Before science was able to get a read on what exactly was happening in the night sky, ancient tribes had their own theories for what caused the jaw-dropping light show. Many early beliefs had roots in religion, such as that the light was a pathway souls traveled to reach heaven (Eskimo tribes) or that the light was an eternal battle of dead warriors (Middle-Age Europe). Early researchers were a bit more reasonable in their approximations, and most surrounded the idea of the reflection of sunlight off the ice caps. In 1619, Galileo Galilei named the lights the aurora borealis after Aurora, the Roman goddess of morning, after concluding they were a product of sunlight reflecting from the atmosphere.

Today, scientists have come to the general agreement that the lights are caused by the collision of electrically charged solar particles and atoms from our atmosphere. The energy from the collisions is released as light, and the reason it happens around the poles is because that's where the Earth’s magnetic field is the strongest. In 2008, a team at UCLA concluded that “when two magnetic field lines come close together due to the storage of energy from the sun, a critical limit is reached and the magnetic field lines reconnect, causing magnetic energy to be transformed into kinetic energy and heat. Energy is released, and the plasma is accelerated, producing accelerated electrons.”

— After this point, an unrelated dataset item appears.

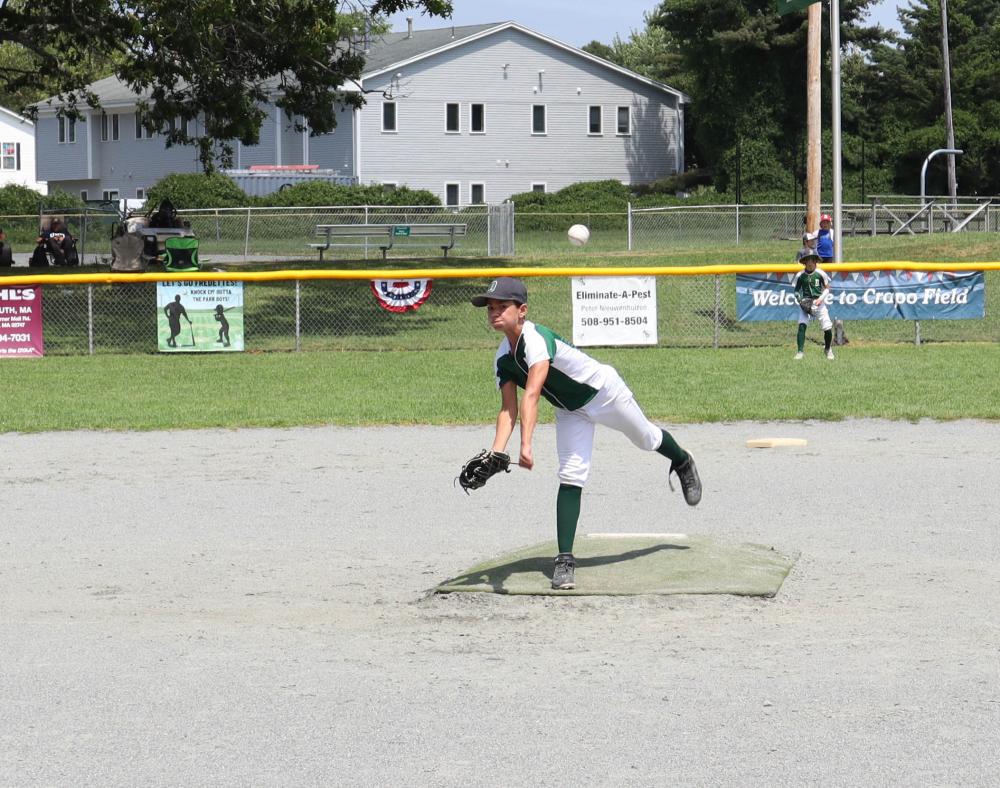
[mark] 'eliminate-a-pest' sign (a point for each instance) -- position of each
(787, 6)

"Our data show clearly and for the first time that magnetic reconnection is the trigger," said Vassilis Angelopoulos, a UCLA professor of Earth and Space Sciences. "Reconnection results in a slingshot acceleration of waves and plasma along magnetic field lines, lighting up the aurora underneath even before the near-Earth space has had a chance to respond. We are providing the evidence that this is happening."

The best time to see the Northern Lights is during the winter, due to the Earth’s position in relation to the sun (shorter days means darker night skies). And by the way, it’s not just the North Pole that puts on a show—there are Southern Lights, too. There are also aurora borealis on other planets—including Mars—so rest assured that future generations born “abroad” will not miss out on this spectacular feat of nature.

Haven’t seen them yet? Traditionally, the best places to catch a glimpse of the Northern Lights are in Iceland, Sweden, Norway, Finland, Greenland, northern Canada, and Alaska. Maybe you'll get lucky this week and sneak a peek from your very own window. Check out Aurorasaurus for regular updates on where they are showing.